On December 20th, the national hospital groups that brought a lawsuit against HHS over the continued delay of the implementation date of the 340B Ceiling Price and Manufacturer Civil Monetary Penalties Rule (“CMP Rule”) filed an amended complaint asking a federal judge to compel HRSA to publish 340B ceiling prices by the April 1 deadline.  As we have previously reported, HHS published a final rule in November pushing the implementation date of the CMP Rule up to January 1, 2019.  In a December 17th status conference, Judge John D. Bates found that, in light of HHS issuing the final rule, the hospitals’ initial claims over the delayed implementation date were moot.  To keep the lawsuit alive, the hospitals asked to amend their complaint to include the requirement that HRSA “publish 340B ceiling prices for covered drugs on the HHS website no later than April 1, 2019.”  Additionally, Judge Bates ordered HRSA to file status reports pertaining to its progress in publishing ceiling price data no later than February 28 and March 14, 2019.  The judge later granted a stay in the case and said that HHS does not have to respond to the hospitals’ amended complaint.

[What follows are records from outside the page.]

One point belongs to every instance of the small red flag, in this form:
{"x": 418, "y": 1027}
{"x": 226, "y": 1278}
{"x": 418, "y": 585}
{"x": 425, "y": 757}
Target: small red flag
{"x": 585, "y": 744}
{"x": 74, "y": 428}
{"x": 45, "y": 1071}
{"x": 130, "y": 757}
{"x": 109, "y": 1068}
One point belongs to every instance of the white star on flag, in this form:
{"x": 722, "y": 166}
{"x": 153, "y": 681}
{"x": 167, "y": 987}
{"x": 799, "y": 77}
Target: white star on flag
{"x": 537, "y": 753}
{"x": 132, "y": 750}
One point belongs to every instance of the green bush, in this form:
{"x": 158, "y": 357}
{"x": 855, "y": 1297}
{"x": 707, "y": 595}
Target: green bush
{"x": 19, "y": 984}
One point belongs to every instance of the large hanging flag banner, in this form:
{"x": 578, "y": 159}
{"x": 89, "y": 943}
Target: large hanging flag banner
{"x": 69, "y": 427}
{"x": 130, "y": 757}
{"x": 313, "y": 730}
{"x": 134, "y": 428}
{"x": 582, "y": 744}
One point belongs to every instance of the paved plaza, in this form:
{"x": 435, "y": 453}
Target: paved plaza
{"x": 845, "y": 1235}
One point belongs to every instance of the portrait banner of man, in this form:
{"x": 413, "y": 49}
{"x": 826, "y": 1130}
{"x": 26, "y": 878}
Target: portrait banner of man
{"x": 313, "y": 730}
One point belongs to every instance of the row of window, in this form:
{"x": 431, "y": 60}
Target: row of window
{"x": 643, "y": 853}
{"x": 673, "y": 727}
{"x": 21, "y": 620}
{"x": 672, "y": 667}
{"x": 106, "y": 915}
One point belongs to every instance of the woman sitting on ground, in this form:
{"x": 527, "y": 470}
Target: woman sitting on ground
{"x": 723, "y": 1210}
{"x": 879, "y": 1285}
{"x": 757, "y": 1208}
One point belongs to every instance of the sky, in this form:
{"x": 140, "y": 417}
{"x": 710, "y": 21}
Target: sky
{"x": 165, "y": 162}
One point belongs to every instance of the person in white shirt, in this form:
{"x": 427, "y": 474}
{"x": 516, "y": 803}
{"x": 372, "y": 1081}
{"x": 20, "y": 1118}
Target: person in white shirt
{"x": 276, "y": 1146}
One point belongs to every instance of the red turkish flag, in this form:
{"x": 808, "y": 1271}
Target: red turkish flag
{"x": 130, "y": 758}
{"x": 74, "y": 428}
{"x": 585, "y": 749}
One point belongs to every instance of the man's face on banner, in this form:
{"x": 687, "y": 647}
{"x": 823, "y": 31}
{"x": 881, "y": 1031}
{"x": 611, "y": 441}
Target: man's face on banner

The CMP Rule, which went into effect January 1, imposes civil monetary penalties on manufacturers who “knowingly and intentionally” overcharge covered entities and formalizes HRSA’s “penny pricing” policy, which requires manufacturers to charge covered entities $0.01 when the ceiling price calculation equals zero.  A day after the final rule was published, HRSA announced that the secure website will be open for submission of manufacturer pricing data in the first quarter of 2019 and that it would begin publishing 340B ceiling prices starting April 1, as mandated by Congress under the Affordable Care Act.  HRSA has recently published information on its website regarding how manufacturers should prepare to submit pricing data.  The first two-week manufacturer submission period is February 15 through March 4, 2019.

We will continue to monitor for developments related to this litigation, as well as developments in implementation of the CMP Rule.